Ah, les années 90… une décennie sauvage et passionnante sur le plan musical, géopolitique et économique. Mais les années 90 sont aussi une sorte d’âge d’or pour nous, les « petrolheads ». Les voitures de cette époque offrent un plaisir de conduite analogue avec un poids réduit et des performances encore actuelles. La Porsche 964 Turbo est un fer de lance de cette époque. Moteur turbo, propulsion arrière, pas de contrôle de traction – il faut une main experte. Découvrez dans ce guide d’achat Porsche 964 Turbo ce qui rend la Porsche 911 Turbo de deuxième génération si spéciale et ce à quoi vous devez faire attention lors de l’achat !
La Porsche 964 Turbo est construite avec soin et ses détails sont excellents.
Depuis le lancement de la Porsche 930, la 911 Turbo est considérée comme la plus grande attraction parmi les 911. Après une année d’interruption de la production, le deuxième turbo a été introduit pour l’année modèle 1991 avec la 964 Turbo 3.3 de 320 ch.

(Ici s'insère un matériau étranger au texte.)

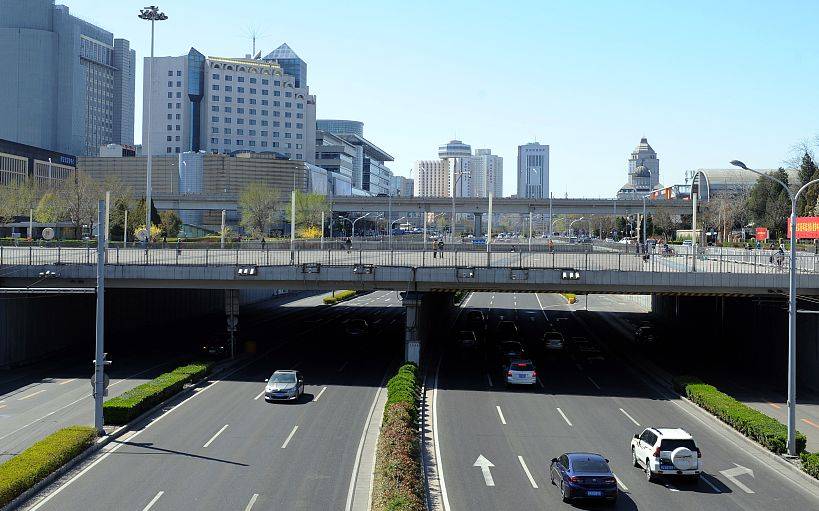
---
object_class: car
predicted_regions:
[264,370,304,402]
[344,318,370,337]
[549,452,618,504]
[504,358,537,386]
[455,330,478,348]
[495,319,520,341]
[543,331,566,351]
[631,428,702,481]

Deux ans plus tard, le nouveau moteur turbo de 3,6 litres développait 360 ch. Dans l’illustre cercle des modèles haut de gamme de Stuttgart à ventilation forcée, la 964 jouit encore aujourd’hui d’une excellente réputation. Elle est réputée pour sa robustesse mécanique et sa finition exceptionnelle. Elle est également agréable à regarder et cite habilement la forme originelle du modèle F. Au premier coup d’œil, on ne remarque pas que plus de 80% des pièces se cachent sous la tôle. Mais le nouveau châssis avec jambes de force McPherson était considéré comme une révolution à l’époque. La combinaison des jantes Cup et des passages de roue évasés rend la ligne déjà très séduisante de la 964 encore plus excitante et charismatique.
La première question qui se pose est donc celle de la motorisation. Si l’argent n’est pas un problème, il faut bien sûr opter pour la 911 Turbo 3.6. Le nouveau moteur de 3,6 litres de cylindrée, basé sur le M64, a été introduit pour l’année modèle 1993. Avec 360 ch et un couple nettement plus précoce, il est nettement plus vif que son prédécesseur, même à bas régime. Le 64 reste ainsi en dessous de cinq secondes pour le 0-100 km/h – en 4,8 secondes, les modèles 3,6 litres poussent à la vitesse de la route. Cependant, deux raisons expliquent a) une offre très réduite et b) des prix très élevés : Grâce à son rôle principal dans le film Bad Boys, la Turbo 3.6 a bénéficié d’une grande attention médiatique et a été affichée sur les murs de nombreuses chambres d’enfants. De plus, il ne reste tout simplement plus beaucoup d’exemplaires. Après un peu plus de 1.400 exemplaires produits, la production s’est arrêtée.
La Porsche 964 Turbo 3.3 est moins « lisse », mais tout aussi excitante !
Mais la 964 Turbo 3.3, construite en 1991 et 1992, est également une bonne référence. La construction de base du moteur turbo M30 avait certes une décennie et demie de retard, mais elle n’a pas à rougir aujourd’hui. Le vieux moteur de 3,3 litres a tout de même atteint 320 chevaux et catapulte les 1.470 kilos à la vitesse de la route en exactement 5 secondes. Jusqu’à 3000 tours, il ne se passe pas grand chose, mais lorsque le marteau-pilon se met en marche, il n’y a plus de questions en suspens. Bien sûr, le 3.6 est plus souverain, mais la montée rapide sur le trou du turbo (ou vallée des larmes) a aussi son charme. La Porsche 964 Turbo 3.3 WLS (augmentation de puissance d’usine) occupe une place à part. C’est ainsi que sont appelés les modèles dotés de l’équipement spécial X33. Seuls 192 clients ont choisi la mise au point d’usine pour atteindre 355 ch. Les performances de conduite, avec un déploiement de puissance encore plus explosif, étaient du même niveau que celles du modèle 3,6 litres ultérieur. Toutes les Porsche 964 Turbo sont des compagnes qui boivent bien, même si cela ne joue certainement qu’un rôle secondaire. 15 litres/100 km est la valeur extrême inférieure.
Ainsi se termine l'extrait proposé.